CTR prediction using Apache Beam and Deep Java Library(DJL)

In this demo, we will show you how to run click-through rate (CTR) prediction on Ads Data at scale using Apache Beam and Deep Java Library

Utilizing Apache Beam, you can train you model once and deploy using different big data solutions(Flink, Spark, and more) that suits your needs.

Train your model

To Learn more background about Deep Learning and training, we highly recommend you read the Dive into Deep Learning book.

The model we used is based on DeepFM, you can read more about it in chapter: Feature-Rich Recommender Systems and Deep Factorization Machines

We have prepared a trained model here

Deploy using Apache Beam and DJL

1. Prepare model

Download the above trained model and unzip it, or train your own model. The model folder will contain the following files:

├── deepfm-0001.params
├── deepfm-symbol.json
└── feature_map.json 

2. Download test data

You can download the sample dataset provided by the book from here. Unzip it and you will have the following files:

├── test.csv
└── train.csv

3. Run inference using Apache Beam

You can run inference using different runners supported by Apache Beam. Refer to Apache Beam Documentation for more runners.

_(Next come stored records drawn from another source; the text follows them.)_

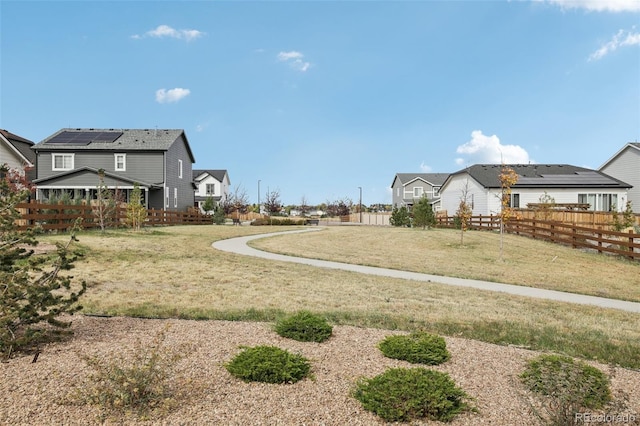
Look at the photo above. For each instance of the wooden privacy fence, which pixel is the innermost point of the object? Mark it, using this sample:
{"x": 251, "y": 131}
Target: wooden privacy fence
{"x": 62, "y": 216}
{"x": 598, "y": 239}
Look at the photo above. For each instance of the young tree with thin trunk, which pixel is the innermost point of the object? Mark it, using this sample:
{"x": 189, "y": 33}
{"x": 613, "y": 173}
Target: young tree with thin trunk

Here we will show you local runner, Flink runner, and Spark runner:

Remember to specify: * the main class CtrPrediction * model location using -Dai.djl.repository.zoo.location=./deepfm * input file location --inputFile=./ctr/test.csv

Using local runner

mvn compile exec:java -Dexec.mainClass=org.example.ctrprediction.CtrPrediction -Dai.djl.repository.zoo.location=./deepfm -Dexec.args="--inputFile=./ctr/test.csv" -Pdirect-runner
mvn compile exec:java -Dexec.mainClass=org.example.ctrprediction.CtrPrediction -Dai.djl.repository.zoo.location=./deepfm -Dexec.args="--runner=FlinkRunner--inputFile=./ctr/test.csv" -Pflink-runner

Using Spark runner

mvn compile  exec:java -Dexec.mainClass=org.example.ctrprediction.CtrPrediction -Dai.djl.repository.zoo.location=./deepfm -Dexec.args="--runner=SparkRunner --inputFile=./ctr/test.csv" -Pspark-runner

You can find the results in "ctr-*" files. First column is record ids, and second column is predicted ctr.

d3bb711c-fe45-4cf9-a73e-70ff0bb2bee3    1.0
bc48f39c-e779-47dc-9924-5100ebca8b5e    0.99999917
87b5fb12-c990-499b-b67a-986b46122d1e    1.0